Oct 23, 2013
Author: Kip Keen
A major trade agreement between Canada and Europe could provide significant protection from expropriation, among other things, to Canadian companies investing in Europe and vice versa.
Probably the most significant development in the Comprehensive Economic and Trade Agreement (CETA) for miners on both sides of the Atlantic is the inclusion of an investor-state provision that, in practice, ensures foreign companies a process to recoup damages in cases of expropriation or instances where political process is grossly discriminatory against a foreign company.
“From what we know this is a remarkable agreement,” said Riyaz Dattu, a lawyer with the firm Osler, Hoskin & Harcourt who specializes in international trade law.
“It's going to be like what we already have with the United States and Mexico under NAFTA (North American Free Trade Agreement), but it is broader in the sense that it covers all the European Union countries. And the fact that there is an investor-state mechanism in this agreement is one step further towards having a [more global] multi-lateral agreement in investment.”

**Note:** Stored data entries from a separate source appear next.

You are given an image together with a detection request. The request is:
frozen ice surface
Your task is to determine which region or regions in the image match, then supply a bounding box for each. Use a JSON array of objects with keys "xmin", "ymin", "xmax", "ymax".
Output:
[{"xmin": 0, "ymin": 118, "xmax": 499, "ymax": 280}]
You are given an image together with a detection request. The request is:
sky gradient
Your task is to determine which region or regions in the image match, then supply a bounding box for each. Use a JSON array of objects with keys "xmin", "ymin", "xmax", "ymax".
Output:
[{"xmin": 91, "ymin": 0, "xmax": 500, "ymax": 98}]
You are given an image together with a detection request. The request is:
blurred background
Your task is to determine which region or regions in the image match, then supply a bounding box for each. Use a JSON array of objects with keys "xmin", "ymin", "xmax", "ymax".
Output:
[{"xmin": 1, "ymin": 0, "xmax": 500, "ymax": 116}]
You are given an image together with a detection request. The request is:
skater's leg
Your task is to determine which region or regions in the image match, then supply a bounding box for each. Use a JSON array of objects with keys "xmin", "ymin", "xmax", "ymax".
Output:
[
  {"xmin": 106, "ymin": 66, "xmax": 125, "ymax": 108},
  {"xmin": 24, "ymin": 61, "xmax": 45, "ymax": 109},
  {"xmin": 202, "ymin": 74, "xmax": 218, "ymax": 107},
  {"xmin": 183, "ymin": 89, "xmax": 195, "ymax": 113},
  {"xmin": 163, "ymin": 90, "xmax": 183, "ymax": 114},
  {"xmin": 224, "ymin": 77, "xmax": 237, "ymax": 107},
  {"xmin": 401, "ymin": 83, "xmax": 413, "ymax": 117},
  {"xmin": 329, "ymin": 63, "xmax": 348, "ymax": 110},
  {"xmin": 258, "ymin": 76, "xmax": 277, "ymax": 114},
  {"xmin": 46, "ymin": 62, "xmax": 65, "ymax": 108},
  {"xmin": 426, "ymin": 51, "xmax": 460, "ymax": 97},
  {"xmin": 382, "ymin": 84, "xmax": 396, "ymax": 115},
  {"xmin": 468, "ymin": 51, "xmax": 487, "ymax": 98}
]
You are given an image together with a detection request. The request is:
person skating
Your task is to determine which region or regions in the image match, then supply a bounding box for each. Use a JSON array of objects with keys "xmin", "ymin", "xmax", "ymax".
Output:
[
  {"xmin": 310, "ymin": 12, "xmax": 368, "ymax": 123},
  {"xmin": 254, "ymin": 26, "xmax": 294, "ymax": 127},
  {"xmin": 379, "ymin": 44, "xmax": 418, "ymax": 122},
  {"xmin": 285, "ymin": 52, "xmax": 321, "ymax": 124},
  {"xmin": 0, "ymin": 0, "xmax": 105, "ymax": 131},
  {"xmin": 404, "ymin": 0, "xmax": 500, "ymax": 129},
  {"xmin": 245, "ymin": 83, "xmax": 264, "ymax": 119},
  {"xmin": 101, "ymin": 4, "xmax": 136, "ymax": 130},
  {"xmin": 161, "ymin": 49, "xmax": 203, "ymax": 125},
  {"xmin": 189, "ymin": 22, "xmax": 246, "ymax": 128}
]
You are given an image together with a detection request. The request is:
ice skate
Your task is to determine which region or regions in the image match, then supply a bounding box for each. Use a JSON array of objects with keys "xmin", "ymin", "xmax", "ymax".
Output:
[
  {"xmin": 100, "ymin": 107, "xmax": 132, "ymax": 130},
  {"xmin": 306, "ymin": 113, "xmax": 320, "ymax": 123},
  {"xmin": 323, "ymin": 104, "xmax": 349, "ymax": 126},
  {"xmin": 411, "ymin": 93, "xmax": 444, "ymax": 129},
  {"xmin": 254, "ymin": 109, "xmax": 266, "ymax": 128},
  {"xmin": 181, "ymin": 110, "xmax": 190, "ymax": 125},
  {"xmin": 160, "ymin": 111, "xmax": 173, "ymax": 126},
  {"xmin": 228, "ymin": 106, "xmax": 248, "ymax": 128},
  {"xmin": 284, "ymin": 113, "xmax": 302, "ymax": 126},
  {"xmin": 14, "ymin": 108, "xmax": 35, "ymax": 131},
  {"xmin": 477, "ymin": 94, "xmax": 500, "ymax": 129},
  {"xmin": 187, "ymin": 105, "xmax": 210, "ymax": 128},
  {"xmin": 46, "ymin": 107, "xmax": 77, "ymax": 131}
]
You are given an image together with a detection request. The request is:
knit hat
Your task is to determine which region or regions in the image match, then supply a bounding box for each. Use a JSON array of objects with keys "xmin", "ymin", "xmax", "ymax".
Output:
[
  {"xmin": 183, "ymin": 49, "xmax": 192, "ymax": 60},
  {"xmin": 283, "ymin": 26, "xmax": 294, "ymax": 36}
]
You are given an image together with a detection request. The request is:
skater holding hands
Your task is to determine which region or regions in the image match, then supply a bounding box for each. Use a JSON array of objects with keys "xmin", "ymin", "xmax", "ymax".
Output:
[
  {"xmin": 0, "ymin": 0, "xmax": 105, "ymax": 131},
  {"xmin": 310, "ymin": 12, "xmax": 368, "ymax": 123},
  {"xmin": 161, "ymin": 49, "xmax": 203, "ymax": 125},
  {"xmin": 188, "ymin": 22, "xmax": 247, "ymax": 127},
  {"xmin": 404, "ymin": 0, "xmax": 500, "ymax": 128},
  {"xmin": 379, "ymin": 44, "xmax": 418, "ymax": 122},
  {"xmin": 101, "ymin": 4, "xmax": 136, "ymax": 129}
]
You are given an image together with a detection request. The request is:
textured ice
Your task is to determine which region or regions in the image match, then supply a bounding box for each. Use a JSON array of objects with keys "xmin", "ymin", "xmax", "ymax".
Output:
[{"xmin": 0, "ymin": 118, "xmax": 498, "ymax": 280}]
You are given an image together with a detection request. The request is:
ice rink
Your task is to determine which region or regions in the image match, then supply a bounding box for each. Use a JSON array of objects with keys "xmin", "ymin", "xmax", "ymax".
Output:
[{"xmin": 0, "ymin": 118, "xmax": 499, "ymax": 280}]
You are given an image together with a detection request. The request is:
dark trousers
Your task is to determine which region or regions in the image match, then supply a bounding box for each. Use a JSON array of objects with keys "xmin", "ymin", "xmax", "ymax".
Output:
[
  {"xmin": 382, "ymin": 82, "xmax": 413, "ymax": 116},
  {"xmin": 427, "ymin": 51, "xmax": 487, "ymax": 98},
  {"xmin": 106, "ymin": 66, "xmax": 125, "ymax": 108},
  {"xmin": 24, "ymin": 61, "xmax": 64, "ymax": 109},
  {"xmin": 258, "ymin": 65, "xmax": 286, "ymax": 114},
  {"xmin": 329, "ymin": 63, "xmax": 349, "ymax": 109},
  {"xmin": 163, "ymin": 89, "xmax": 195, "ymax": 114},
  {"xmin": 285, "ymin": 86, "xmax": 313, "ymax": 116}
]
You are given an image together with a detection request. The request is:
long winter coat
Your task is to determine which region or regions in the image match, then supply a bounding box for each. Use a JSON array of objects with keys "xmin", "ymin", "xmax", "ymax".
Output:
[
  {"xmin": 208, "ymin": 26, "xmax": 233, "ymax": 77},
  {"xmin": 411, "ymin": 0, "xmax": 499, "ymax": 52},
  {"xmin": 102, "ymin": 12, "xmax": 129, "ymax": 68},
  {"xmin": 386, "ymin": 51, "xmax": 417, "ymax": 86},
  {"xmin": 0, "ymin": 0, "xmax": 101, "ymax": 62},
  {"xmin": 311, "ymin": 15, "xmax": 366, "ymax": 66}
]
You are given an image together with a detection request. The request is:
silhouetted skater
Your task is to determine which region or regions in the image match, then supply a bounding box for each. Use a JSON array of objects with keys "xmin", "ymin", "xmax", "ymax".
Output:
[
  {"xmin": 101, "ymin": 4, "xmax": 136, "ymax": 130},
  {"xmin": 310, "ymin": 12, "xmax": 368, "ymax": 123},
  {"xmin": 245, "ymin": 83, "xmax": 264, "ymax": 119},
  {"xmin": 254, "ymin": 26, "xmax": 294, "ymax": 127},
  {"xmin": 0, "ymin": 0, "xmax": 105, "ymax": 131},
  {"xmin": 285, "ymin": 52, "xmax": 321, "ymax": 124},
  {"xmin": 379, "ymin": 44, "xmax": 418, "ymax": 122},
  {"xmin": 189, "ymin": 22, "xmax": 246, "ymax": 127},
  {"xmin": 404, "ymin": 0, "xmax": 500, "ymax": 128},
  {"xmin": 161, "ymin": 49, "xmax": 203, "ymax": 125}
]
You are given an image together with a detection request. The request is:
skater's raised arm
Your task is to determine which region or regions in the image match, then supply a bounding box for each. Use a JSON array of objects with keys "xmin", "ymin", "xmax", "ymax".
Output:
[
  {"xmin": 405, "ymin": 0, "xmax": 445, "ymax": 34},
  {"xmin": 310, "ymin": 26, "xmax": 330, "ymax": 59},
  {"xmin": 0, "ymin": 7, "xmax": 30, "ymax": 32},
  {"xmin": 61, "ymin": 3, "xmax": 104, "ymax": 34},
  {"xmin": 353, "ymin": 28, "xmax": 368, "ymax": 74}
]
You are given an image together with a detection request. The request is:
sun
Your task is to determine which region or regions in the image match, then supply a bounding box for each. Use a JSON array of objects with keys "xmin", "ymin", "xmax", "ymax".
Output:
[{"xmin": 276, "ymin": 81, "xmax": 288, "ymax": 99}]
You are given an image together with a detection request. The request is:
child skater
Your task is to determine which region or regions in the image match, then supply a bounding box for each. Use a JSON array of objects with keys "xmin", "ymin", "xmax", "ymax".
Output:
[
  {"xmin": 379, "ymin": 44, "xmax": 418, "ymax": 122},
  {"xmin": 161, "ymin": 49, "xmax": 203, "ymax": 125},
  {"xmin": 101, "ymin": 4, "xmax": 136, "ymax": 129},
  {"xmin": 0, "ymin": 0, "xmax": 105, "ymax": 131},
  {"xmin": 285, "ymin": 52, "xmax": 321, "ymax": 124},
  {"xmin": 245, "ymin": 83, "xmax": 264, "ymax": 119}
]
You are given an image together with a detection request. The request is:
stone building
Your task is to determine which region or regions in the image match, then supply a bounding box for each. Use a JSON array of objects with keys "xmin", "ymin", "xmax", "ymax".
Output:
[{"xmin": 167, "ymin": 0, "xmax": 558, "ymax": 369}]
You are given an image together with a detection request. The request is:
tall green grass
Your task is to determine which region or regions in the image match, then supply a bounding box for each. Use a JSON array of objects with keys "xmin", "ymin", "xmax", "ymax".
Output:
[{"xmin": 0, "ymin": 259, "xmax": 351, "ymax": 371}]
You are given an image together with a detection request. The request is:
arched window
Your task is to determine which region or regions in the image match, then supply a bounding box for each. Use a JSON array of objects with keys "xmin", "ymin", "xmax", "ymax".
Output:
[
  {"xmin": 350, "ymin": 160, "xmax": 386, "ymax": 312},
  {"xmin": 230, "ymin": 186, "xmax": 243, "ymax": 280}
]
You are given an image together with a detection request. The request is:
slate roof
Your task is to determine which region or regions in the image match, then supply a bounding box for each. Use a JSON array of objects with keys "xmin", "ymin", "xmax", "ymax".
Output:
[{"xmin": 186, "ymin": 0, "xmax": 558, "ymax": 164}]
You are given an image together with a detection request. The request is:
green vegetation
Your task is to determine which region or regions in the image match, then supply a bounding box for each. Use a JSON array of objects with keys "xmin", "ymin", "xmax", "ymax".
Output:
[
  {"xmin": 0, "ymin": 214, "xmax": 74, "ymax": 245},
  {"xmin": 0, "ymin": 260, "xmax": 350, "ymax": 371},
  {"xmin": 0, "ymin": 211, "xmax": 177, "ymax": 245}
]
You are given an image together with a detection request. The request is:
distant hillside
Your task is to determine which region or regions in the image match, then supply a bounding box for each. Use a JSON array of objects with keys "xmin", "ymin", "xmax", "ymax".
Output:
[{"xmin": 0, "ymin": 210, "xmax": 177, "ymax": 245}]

In recent interviews with legal experts about the Canada-EU trade agreement NAFTA examples often came up to illustrate the significance a similar investor-state clause might have under CETA. The most frequently cited example, a Canadian one, was the recent expropriation of forestry assets from US-based Abitibi Bowater by the province of Newfoundland.
With CETA there are many unknowns, however. Chief among them, the finer details. The full text has not been released – just overviews by the Canada and the European Commission. This is general stuff officials want us to see.